Estimate the number of moles of CO2 that are in the headspace of the soda bottle before it is opened by the consumer.

Let the bottle is at 25C = 298 K
Volume of head space, V = 50 ml = 0.05 L
1.013 bar = 1 atm
P = 5 bar = 5/1.013 = 4.936 atm
Gas constant, R = 0.0821 L atm/mol K
no of moles in head space, n = P*V/(R*T) = 4.936*0.05/(0.0821*298) = 0.01 mol

(c) A commercial device intended to prevent soft drinks in opened bottles from going flat (losing their dissolved CO2) is called the “Fizz-

Keeper.” The Fizz-Keeper operates by screwing on to the top of the opened bottle and pumping air into the bottle to restore its original pressure.

Would this decrease the loss of carbon dioxide from the solution, compared to just screwing the original cap back on firmly?
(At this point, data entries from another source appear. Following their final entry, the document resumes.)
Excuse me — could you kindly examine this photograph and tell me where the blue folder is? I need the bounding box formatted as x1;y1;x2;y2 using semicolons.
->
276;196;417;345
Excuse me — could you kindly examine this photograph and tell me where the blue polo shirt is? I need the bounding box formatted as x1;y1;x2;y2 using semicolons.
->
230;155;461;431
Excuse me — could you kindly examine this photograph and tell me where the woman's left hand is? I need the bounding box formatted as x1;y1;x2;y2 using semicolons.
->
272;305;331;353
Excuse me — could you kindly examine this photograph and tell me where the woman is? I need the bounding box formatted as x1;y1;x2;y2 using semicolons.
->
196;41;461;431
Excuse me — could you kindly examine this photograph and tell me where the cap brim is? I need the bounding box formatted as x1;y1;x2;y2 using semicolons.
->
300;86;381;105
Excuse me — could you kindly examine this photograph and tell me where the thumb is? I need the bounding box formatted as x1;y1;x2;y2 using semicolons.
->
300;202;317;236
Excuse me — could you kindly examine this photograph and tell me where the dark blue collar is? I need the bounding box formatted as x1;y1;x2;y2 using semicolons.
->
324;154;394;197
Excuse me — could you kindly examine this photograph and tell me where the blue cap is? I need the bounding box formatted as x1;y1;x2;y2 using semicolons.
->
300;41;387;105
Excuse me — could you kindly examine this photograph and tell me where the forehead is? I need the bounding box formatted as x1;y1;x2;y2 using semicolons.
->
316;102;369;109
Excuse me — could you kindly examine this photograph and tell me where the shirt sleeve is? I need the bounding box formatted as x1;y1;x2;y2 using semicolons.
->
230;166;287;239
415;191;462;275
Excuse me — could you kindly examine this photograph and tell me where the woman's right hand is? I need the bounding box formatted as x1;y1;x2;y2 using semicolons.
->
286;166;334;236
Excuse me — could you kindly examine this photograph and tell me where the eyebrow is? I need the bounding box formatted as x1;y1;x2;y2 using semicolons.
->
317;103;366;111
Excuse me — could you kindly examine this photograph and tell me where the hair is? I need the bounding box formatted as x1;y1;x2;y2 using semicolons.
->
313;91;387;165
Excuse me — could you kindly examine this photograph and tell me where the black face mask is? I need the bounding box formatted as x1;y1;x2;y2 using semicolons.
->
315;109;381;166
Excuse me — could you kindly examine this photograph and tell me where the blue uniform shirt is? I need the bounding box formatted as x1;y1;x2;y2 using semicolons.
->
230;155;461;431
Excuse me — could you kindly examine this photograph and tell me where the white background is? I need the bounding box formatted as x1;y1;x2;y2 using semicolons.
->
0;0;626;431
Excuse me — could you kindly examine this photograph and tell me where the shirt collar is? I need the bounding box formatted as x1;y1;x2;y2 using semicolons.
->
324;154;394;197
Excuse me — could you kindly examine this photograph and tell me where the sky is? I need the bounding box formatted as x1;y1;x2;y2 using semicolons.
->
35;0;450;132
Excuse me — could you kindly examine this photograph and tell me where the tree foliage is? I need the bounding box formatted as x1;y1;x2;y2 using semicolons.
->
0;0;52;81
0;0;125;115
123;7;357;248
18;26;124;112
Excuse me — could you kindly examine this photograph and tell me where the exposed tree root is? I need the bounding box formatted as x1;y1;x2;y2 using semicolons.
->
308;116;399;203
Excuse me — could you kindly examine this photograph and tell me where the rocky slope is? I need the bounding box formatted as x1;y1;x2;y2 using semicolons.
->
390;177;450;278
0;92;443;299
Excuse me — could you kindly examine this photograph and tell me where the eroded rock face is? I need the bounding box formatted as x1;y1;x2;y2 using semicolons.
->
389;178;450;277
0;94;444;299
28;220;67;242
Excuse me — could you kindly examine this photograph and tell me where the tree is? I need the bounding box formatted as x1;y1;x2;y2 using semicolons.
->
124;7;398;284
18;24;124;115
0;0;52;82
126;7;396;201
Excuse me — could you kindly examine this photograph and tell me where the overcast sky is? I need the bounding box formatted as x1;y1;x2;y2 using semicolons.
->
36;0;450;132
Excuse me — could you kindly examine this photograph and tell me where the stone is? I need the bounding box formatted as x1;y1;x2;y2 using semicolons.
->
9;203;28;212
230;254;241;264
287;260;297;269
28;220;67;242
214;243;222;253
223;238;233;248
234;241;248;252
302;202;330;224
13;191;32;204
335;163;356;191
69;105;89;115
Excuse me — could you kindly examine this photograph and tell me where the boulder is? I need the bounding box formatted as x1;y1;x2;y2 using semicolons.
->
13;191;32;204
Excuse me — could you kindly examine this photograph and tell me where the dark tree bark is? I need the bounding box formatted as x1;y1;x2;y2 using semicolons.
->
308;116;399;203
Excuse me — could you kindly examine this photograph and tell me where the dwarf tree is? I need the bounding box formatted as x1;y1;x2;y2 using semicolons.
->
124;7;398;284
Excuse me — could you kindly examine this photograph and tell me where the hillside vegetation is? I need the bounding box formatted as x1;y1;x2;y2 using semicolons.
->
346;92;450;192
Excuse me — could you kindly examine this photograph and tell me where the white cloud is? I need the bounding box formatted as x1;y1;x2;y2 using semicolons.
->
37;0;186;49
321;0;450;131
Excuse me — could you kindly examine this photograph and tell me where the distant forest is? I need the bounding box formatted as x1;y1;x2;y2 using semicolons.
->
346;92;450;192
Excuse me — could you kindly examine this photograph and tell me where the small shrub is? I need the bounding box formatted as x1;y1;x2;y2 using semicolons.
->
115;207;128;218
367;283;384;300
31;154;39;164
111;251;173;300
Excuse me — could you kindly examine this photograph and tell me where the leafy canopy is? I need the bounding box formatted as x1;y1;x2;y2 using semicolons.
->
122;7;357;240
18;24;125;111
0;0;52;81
Explain your

reasoning.

This will not change the loss of CO2.

CO2(g) + H2O(l) = H2CO3(aq); Keq = [H2CO3]/pCO2
No of moles of CO2(g) will remain same with or without adding inert air.
This will make pCO2 does not change at higher pressure, because total pressure will increase and mole fraction will decrease.
So with pCO2 remaining same, [HCO3] = Keq*pCO2 will remain same and no change will happen to the equilibrium concentration.

(d)
(i)An internet source (http://www.lenntech.com/carbon-dioxide.htm) states that the dissolution of carbon dioxide from the air “explains why water,

which normally has a neutral pH of 7 has an acidic pH of approximately 5.5 when it has been exposed to air.” Assess the validity of this claim.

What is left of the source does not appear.